# different styles of hwa rang do?



## hwarang_do_adam (Dec 30, 2007)

I cant remember what channel I was watching but it was about two guys learning a bunch of different martial arts and on of the segments they did was on hwarangdo. I cannot remember the name but it translated to snake hwarangdo. Is there more variations i do not know about?


----------



## shesulsa (Dec 30, 2007)

Very likely so.  You don't find them in too many places, though I found a TKD school up here called "hwarangdo" - but he taught TKD, no bones about it.


----------



## hwarang_do_adam (Dec 31, 2007)

it was just nice to see a different variation of our martial art​


----------



## mystic warrior (Jan 8, 2008)

No 
The show was the human weapon.
And the art that they were doing was Tae Kwon do.
But one of WHRDA masters from korea.
I can't remember which one.
But they do have a hwa rang do guy there.


----------



## aftab (Dec 31, 2009)

Nope...:angel:
I saw a statement on the WHRDA forum about that series last year and WHRDA denied that he was one of their masters, and started going on their copyright policy (trademarks, etc). 

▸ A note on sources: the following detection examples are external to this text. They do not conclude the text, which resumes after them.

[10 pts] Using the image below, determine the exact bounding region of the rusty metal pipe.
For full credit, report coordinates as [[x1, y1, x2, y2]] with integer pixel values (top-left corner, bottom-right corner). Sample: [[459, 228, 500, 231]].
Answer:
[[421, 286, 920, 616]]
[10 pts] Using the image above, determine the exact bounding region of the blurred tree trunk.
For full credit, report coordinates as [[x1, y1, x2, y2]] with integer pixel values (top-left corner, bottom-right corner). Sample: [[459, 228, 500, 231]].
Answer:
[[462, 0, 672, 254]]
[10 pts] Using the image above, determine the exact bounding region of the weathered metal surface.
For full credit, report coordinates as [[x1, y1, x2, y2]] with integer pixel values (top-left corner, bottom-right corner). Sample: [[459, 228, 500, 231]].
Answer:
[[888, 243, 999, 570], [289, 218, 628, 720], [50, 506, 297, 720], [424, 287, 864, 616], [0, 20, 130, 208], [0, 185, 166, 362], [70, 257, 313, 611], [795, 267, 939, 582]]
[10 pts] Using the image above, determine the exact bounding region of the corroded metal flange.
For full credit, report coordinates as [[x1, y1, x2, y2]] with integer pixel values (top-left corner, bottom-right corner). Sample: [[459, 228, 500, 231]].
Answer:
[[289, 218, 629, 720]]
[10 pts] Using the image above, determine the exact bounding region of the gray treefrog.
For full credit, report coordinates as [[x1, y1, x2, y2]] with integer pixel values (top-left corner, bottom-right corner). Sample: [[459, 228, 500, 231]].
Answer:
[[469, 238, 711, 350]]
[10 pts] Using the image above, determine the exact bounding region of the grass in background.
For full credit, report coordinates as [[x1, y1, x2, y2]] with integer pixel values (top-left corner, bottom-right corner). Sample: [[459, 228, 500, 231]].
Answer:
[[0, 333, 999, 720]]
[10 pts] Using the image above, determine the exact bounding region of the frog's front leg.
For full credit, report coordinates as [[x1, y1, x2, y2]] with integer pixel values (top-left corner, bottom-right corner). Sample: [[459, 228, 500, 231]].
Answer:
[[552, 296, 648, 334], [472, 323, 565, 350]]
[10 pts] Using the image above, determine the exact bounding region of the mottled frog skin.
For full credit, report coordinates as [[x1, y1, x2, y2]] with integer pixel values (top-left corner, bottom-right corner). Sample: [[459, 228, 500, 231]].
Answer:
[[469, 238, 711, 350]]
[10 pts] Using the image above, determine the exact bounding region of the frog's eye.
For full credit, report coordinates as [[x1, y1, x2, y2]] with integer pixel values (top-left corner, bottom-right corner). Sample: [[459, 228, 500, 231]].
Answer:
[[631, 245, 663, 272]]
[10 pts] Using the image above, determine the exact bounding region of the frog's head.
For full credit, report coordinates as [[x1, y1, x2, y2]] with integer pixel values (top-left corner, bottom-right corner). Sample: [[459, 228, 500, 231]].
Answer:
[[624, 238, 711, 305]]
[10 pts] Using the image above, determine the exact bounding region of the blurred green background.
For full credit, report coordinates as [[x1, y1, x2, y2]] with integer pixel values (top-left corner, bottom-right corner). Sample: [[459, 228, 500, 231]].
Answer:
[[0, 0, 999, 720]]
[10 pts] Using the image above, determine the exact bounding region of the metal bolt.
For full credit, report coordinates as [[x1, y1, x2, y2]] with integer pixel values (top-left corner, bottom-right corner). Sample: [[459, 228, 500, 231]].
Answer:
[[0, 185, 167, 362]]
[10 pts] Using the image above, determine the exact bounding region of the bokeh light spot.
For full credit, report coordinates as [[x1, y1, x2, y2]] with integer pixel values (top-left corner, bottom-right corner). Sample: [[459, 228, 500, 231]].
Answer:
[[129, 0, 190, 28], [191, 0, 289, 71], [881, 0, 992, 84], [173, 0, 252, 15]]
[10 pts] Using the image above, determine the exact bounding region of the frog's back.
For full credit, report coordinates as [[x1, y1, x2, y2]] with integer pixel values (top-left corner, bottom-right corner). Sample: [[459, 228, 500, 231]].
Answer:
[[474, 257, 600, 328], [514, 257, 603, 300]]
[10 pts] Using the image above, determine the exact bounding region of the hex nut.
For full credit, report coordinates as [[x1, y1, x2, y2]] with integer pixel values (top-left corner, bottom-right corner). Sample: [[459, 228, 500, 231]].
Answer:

(Tried to find the link...will continue the search another time)


----------



## Humble Student (Jan 1, 2010)

http://www.hwarangdo.or.kr/HRDkorea1.html

Sorry aftab here he is.


----------



## aftab (Jan 1, 2010)

I stand corrected! my info is way out of date:uhyeah:

(Thanks for the link and correction)


----------



## Humble Student (Jan 1, 2010)

Its all good don't worry about it.


----------